Elles provoquent des réactions alarmistes, outrées ou négatives. Pourtant, les incitations financières témoignent d’une efficacité avérée par différentes études scientifiques – notamment une revue Cochrane dédiée à cette méthode, qui consiste à rémunérer matériellement des comportements « vertueux » en matière de santé.
En France, les incitations financières dans le sevrage tabagique des femmes enceintes font l’objet d’une étude multicentrique menée dans 16 maternités. Financés par l’Inca (Institut National du Cancer) et dirigés par l’AP-HP (Assistance Publique des Hôpitaux de Paris). Ces travaux ont vocation à tester l’efficacité de cet outil, alors qu’une femme sur cinq continue à fumer lors du dernier semestre de grossesse.
Circuits de la récompense
Les femmes enceintes incluses dans l’étude pourront percevoir jusqu’à 300 euros en bons d’achat en cas de sevrage tabagique. Dans l’addiction, les incitations financières s’avèrent particulièrement efficaces ; des études anglosaxonnes ont ainsi démontré leur effet bénéfique dans le sevrage à des produits plus « durs » - cocaïne, héroïne – mais aussi dans l’obésité, pour contrecarrer des comportements alimentaires impulsifs.
« Ce qui est assez logique, confirme Ivan Berlin, coordinateur du projet à la Pitié-Salpêtrière.

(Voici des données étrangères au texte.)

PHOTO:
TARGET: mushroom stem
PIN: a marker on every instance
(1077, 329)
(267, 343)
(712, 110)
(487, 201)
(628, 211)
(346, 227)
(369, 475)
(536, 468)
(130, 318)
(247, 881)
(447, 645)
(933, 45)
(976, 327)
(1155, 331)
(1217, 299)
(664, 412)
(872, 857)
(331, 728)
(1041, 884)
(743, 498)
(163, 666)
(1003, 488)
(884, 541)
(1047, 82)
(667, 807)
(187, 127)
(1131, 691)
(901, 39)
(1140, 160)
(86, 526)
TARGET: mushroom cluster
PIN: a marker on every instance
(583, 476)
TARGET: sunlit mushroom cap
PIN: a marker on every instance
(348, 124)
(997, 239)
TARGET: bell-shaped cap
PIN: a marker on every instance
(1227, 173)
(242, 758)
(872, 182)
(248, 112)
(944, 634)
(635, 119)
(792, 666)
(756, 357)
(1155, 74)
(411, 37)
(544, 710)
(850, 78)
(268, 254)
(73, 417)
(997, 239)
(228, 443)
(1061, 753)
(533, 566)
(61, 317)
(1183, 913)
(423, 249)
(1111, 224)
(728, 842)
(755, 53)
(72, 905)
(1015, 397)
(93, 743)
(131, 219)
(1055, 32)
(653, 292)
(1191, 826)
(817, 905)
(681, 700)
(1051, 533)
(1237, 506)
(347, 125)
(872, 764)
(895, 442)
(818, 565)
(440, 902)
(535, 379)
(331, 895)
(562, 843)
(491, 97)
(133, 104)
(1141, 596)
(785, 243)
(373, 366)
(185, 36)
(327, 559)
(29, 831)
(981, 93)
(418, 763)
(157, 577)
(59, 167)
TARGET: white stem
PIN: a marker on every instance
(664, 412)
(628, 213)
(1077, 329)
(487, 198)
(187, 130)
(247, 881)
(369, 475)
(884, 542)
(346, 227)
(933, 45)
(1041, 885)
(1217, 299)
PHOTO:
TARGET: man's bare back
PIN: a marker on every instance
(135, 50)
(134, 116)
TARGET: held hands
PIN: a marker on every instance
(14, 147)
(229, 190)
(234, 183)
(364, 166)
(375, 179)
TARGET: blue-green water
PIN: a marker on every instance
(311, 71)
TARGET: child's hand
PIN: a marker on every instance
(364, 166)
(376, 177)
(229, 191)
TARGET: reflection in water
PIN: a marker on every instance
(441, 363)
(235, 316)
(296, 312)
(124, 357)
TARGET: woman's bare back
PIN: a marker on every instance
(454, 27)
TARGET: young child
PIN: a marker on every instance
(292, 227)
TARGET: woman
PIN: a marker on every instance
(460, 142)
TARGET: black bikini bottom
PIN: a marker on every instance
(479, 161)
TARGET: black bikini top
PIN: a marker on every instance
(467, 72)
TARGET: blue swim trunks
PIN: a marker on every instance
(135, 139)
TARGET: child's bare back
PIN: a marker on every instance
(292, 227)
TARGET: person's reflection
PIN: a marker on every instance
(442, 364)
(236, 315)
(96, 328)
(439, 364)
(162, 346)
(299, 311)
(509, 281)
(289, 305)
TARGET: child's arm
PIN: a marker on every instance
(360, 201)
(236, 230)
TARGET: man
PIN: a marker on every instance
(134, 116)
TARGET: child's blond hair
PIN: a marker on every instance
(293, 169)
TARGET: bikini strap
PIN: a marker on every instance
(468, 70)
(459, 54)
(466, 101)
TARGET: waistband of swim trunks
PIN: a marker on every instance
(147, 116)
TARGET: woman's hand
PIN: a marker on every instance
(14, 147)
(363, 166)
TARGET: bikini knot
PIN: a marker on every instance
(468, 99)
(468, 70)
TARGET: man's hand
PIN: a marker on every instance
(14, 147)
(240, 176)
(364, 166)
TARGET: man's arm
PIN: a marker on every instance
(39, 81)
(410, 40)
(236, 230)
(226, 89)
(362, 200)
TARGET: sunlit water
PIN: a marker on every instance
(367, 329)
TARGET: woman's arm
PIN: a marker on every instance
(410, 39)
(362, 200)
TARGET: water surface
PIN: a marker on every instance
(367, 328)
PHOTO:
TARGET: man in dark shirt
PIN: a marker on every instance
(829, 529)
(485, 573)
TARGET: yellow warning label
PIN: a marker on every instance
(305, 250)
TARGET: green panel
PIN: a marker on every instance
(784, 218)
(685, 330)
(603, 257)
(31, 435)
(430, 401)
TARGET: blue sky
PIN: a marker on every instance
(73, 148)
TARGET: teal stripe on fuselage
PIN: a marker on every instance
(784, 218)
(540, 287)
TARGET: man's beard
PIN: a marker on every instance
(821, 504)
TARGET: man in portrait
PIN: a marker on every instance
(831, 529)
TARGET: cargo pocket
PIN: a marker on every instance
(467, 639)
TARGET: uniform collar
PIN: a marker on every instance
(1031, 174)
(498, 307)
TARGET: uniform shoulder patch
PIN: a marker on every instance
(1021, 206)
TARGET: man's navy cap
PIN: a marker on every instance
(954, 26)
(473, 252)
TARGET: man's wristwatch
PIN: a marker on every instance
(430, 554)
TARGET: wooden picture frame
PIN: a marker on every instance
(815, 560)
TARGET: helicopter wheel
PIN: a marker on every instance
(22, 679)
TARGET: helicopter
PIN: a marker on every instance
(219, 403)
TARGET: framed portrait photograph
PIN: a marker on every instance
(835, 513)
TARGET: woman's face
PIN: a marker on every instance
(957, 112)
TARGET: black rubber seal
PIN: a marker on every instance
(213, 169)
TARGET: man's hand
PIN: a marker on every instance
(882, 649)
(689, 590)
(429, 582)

L’addiction est une maladie de la récompense. Ici, on remplace une récompense par une autre ».
400 participants prévus
A ce jour, l’étude ne compte qu’une vingtaine de participantes alors qu’elle prévoit d’en inclure 400. Aucune observation ne peut encore en être tirée ; les premiers résultats seront divulgués d’ici deux ans. Mais si la méthode s’avère coût-efficace et révèle un bénéfice net, alors, elle pourrait inspirer une intervention standard prise en charge par l’Assurance Maladie.
« Nous sommes dans une phase d’observation pure, nous ne savons pas si ce qui fonctionne à l’étranger peut être transposable en France, tempère toutefois Antoine Deutsch, responsable du projet à l’Inca. Les décisions politiques ne viendront qu’après avoir mené plusieurs études et répondu à un certain nombre de questions, notamment d’ordre éthique ».
De fait, notre système de santé est fondé sur la notion d’universalisme. Les soins, les prestations, la prise en charge sont les mêmes pour tous, et ne se modulent pas en fonction des comportements ou des ressources. L’idée de rémunérer des patients pour leur faire adopter certains gestes de santé peut sembler contradictoire avec ce modèle.
Toutefois, force est de constater son échec en terme de prévention. « La littérature montre qu’en général, les politiques préventives universalistes sont de mauvaise qualité, explique Florence Jusot, économiste de la santé, qui a pris part à l’étude FISCP. Seules les classes favorisées et éduquées se les approprient. Au final, elles créent de très fortes inégalités ».